Bestehende Gebäude, die nach früher gültigem Recht materiell rechtmäßig errichtet wurden, dürfen erhalten und weiter genutzt werden, auch wenn sie dem heute gültigem Baurecht nicht mehr entsprechen. Materiell rechtmäßig heißt, dass sie den bauplanungs- und bauordnungsrechtlichen Anforderungen zu einem bestimmten Zeitpunkt einmal entsprochen haben.
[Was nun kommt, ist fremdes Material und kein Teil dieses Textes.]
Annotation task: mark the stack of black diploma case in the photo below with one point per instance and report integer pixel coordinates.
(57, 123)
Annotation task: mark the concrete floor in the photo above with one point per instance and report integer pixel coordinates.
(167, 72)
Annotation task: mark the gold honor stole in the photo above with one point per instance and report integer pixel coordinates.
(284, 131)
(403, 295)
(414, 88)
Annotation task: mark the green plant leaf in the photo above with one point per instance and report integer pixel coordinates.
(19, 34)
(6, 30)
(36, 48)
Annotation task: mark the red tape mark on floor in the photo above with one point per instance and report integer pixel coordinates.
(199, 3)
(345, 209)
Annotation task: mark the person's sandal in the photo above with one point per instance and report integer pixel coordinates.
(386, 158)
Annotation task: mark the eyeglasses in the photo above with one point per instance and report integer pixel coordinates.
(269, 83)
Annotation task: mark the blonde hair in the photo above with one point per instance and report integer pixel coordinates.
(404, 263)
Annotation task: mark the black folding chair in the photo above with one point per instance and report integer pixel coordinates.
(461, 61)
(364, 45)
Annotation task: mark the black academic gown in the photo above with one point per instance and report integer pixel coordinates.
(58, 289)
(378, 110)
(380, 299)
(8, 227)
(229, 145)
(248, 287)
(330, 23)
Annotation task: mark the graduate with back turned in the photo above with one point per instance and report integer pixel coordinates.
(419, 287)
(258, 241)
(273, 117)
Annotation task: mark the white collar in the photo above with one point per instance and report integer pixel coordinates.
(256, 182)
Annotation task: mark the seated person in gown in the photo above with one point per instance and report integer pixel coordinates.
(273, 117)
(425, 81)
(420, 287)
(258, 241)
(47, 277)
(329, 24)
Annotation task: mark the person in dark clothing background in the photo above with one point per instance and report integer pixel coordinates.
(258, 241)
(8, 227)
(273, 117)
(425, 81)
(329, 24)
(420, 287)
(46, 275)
Anders ausgedrückt mit Blick auf den gebundenen Charakter der Baugehmigung: ein Vorhaben ist dann bestandsgeschützt, wenn zu irgendeinem Zeitpunkt seit Bestehen des Bauwerks – wäre sie beantragt worden – ein Anspruch auf Erteilung einer Baugehmigung für das Vorhaben in seiner konkreten Gestalt bestanden haben würde.

Dies bedeutet, dass eine Baugenehmigung nicht vorliegen muss, sie müssen also nicht auch formell rechtmäßig sein - sonst würde sich die Frage nach dem Bestandsschutz erst gar nicht stellen, da sie durch die Legalisierungswirkung einer (auch rechtswidrigen) Baugenehmigung Gestattung erfahren haben würden.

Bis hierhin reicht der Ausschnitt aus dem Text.